Do you trust your own eyes or what other people tell you?

Psychologists have discovered that even the most independent-minded of us will conform to social pressure when we are with a group of people. In one classic experiment, people were shown a vertical line and asked to find a line of identical length from a selection of three.

You might think that this is an absurdly easy task, and when people perform it by themselves they do very well. However, psychologists have discovered that we are very easily swayed by the opinions of other people when we do this task in a group. In one study, a group of three people was set up, where two of the people were confederates of the experimenter. When the confederates deliberately gave wrong answers, people were often swayed to give the wrong answer also. In fact, 75% of people gave at least one wrong answer, with some people conforming to peer pressure on every occasion.

Why do people give in to peer pressure?

But why do people conform in this way? In an easy task like this, it seems that people do not want to step out of line with the prevailing opinion of the group. On more difficult tasks, people also conform because they lose confidence in their own ability to make decisions and prefer to trust the majority opinion instead.
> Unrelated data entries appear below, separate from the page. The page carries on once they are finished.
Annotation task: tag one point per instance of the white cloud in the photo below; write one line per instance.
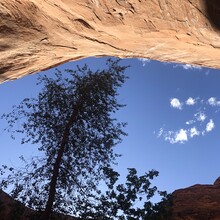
(188, 66)
(181, 136)
(210, 126)
(194, 132)
(175, 103)
(213, 101)
(144, 61)
(200, 116)
(174, 137)
(190, 101)
(160, 133)
(190, 122)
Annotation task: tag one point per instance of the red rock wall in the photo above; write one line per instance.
(39, 34)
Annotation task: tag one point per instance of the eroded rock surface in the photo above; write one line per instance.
(198, 202)
(39, 34)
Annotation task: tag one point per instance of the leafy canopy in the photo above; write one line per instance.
(74, 110)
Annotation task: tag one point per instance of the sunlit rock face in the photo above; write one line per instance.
(39, 34)
(198, 202)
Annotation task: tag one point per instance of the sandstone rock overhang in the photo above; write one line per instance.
(197, 202)
(39, 34)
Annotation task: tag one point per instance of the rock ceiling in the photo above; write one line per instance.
(39, 34)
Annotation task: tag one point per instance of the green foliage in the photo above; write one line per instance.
(72, 124)
(71, 120)
(128, 201)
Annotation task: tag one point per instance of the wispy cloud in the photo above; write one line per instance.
(187, 66)
(181, 136)
(190, 101)
(213, 101)
(199, 125)
(190, 122)
(200, 116)
(194, 132)
(210, 126)
(175, 103)
(144, 61)
(174, 137)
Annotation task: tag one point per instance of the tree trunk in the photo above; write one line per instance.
(56, 168)
(39, 34)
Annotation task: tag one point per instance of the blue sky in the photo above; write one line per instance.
(173, 121)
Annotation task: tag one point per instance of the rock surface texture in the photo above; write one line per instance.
(39, 34)
(198, 202)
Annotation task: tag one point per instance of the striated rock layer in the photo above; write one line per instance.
(39, 34)
(198, 202)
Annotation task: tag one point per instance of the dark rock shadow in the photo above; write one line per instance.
(213, 12)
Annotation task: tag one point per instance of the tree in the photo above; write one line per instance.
(71, 121)
(128, 201)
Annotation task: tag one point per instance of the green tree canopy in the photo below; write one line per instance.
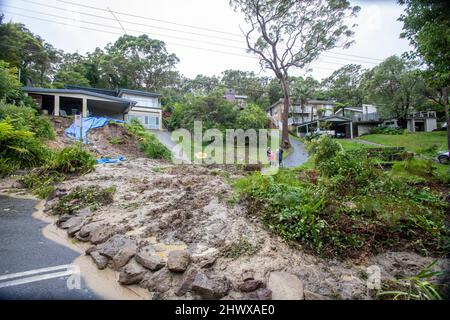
(35, 58)
(344, 85)
(9, 83)
(396, 87)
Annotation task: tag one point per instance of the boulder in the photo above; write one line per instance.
(63, 218)
(159, 281)
(74, 229)
(57, 193)
(71, 222)
(210, 288)
(285, 286)
(251, 285)
(132, 273)
(102, 234)
(122, 257)
(90, 249)
(85, 232)
(260, 294)
(99, 260)
(186, 282)
(149, 259)
(114, 244)
(314, 296)
(85, 212)
(178, 260)
(248, 275)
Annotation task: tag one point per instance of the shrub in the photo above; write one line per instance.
(71, 159)
(418, 167)
(386, 130)
(27, 118)
(323, 148)
(92, 197)
(41, 182)
(148, 143)
(9, 83)
(19, 149)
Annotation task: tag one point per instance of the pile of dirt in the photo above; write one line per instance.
(111, 140)
(172, 229)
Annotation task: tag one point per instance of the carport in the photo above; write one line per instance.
(69, 102)
(336, 123)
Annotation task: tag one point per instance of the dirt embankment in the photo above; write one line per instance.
(111, 140)
(171, 229)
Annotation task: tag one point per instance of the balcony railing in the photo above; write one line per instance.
(366, 117)
(423, 114)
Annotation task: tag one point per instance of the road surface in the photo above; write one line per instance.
(23, 248)
(298, 155)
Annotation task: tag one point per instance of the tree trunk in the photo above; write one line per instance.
(285, 114)
(447, 116)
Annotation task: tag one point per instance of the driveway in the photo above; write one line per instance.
(165, 138)
(298, 155)
(32, 266)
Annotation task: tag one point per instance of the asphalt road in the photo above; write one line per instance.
(23, 248)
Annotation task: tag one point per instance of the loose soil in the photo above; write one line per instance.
(173, 207)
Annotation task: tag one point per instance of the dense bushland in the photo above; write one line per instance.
(347, 205)
(148, 143)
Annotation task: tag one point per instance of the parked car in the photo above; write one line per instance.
(444, 157)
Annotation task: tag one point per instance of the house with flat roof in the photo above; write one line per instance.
(298, 114)
(121, 104)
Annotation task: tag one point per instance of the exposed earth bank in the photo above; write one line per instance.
(171, 229)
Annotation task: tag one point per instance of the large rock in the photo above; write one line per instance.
(114, 244)
(132, 273)
(102, 234)
(285, 286)
(149, 259)
(210, 287)
(260, 294)
(122, 257)
(71, 222)
(186, 281)
(178, 260)
(74, 229)
(159, 281)
(99, 260)
(63, 218)
(251, 285)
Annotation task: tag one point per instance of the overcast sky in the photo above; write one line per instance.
(186, 27)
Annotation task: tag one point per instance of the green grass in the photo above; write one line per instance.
(413, 142)
(354, 145)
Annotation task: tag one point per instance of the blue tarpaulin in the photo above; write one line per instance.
(109, 160)
(88, 123)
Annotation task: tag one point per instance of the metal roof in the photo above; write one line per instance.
(328, 118)
(294, 101)
(77, 91)
(139, 93)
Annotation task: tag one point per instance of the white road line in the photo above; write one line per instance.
(37, 275)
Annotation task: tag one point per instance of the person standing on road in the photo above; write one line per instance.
(280, 157)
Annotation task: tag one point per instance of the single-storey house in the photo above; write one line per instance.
(122, 104)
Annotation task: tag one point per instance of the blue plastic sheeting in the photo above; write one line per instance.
(109, 160)
(87, 124)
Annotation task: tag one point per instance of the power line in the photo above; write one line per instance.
(139, 31)
(190, 26)
(153, 34)
(127, 21)
(174, 30)
(114, 27)
(153, 19)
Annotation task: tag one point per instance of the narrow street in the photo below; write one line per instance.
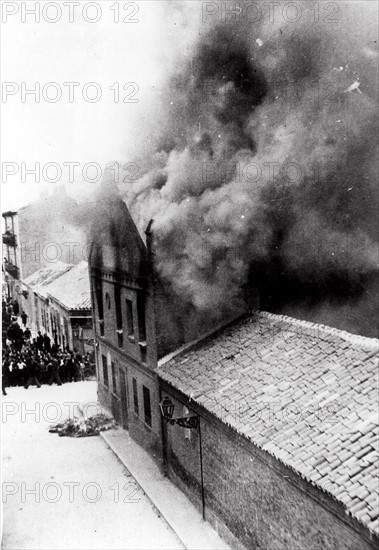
(62, 492)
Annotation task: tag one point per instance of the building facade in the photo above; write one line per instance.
(57, 300)
(12, 267)
(262, 482)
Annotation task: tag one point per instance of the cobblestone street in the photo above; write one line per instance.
(62, 492)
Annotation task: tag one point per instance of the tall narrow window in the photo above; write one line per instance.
(117, 299)
(114, 381)
(100, 307)
(135, 397)
(147, 405)
(141, 316)
(105, 371)
(129, 317)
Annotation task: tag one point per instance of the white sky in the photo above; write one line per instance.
(104, 52)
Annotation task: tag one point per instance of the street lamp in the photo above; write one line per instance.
(191, 422)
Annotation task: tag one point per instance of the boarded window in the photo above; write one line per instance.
(135, 397)
(147, 405)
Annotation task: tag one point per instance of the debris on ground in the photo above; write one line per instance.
(83, 427)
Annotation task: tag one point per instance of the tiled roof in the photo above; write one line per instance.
(38, 280)
(72, 289)
(305, 393)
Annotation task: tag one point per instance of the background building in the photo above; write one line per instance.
(57, 300)
(11, 255)
(272, 483)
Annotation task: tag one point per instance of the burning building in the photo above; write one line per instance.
(255, 190)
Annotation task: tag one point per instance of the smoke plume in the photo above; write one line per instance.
(262, 172)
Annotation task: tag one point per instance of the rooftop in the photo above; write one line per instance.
(38, 280)
(72, 289)
(303, 392)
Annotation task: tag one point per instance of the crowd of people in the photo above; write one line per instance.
(35, 361)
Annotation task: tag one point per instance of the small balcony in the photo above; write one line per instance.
(13, 270)
(9, 239)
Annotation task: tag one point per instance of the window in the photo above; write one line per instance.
(129, 317)
(114, 381)
(117, 299)
(147, 405)
(105, 371)
(135, 397)
(141, 316)
(99, 300)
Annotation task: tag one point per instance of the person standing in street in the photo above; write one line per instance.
(24, 318)
(32, 371)
(53, 368)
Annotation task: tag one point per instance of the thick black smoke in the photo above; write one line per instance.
(263, 171)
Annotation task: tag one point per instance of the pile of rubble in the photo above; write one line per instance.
(83, 427)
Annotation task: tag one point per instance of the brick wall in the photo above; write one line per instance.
(251, 496)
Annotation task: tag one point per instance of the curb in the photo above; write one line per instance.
(154, 504)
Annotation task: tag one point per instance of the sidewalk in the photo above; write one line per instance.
(177, 510)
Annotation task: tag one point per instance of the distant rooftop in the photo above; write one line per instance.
(303, 392)
(39, 280)
(72, 289)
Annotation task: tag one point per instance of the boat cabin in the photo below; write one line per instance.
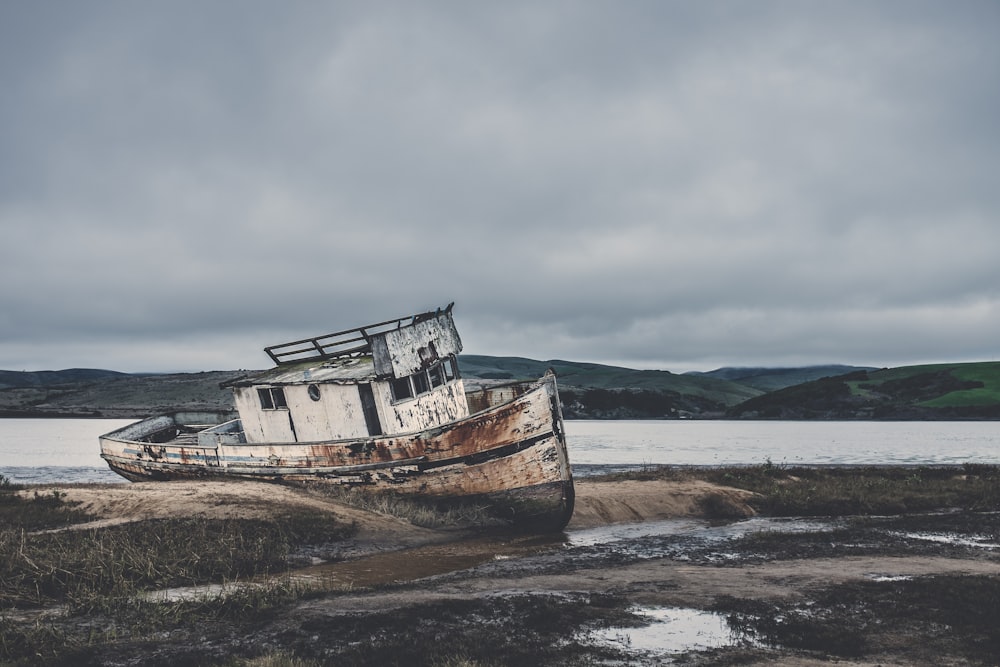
(397, 376)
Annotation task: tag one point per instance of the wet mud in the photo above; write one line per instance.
(683, 591)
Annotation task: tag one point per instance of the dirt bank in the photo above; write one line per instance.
(392, 567)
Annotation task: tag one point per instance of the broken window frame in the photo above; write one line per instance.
(272, 398)
(423, 382)
(402, 389)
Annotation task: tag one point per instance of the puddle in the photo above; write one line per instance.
(978, 541)
(700, 529)
(889, 577)
(672, 630)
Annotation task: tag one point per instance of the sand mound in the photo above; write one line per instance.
(601, 503)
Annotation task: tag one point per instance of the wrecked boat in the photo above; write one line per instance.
(381, 407)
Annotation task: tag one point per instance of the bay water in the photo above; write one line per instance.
(67, 450)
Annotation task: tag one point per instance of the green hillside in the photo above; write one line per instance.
(772, 379)
(588, 391)
(927, 392)
(710, 393)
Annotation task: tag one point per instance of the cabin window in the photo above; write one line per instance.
(272, 398)
(401, 389)
(420, 383)
(450, 369)
(437, 375)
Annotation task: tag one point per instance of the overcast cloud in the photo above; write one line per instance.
(673, 185)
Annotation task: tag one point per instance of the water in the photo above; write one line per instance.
(66, 450)
(716, 443)
(670, 630)
(34, 451)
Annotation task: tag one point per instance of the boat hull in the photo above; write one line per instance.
(511, 456)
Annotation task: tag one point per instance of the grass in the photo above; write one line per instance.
(57, 575)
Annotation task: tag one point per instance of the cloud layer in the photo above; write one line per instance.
(658, 184)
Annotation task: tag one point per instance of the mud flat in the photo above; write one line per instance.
(641, 573)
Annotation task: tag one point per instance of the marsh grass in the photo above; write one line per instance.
(835, 491)
(89, 586)
(89, 568)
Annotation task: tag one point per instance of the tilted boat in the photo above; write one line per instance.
(380, 407)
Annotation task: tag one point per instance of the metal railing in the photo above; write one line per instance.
(350, 342)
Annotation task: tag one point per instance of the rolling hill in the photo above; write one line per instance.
(588, 391)
(926, 392)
Diffusion of responsibility: would you help someone in distress?

A stark example of this kind of conformity arises when we come across people in distress. Would you help a woman who has been attacked in the street? It turns out that you are much more likely to go to her assistance if you are alone. When other people are also around, a diffusion of responsibility occurs. People are paralysed into inaction, because everyone assumes that someone else will go to the woman's assistance.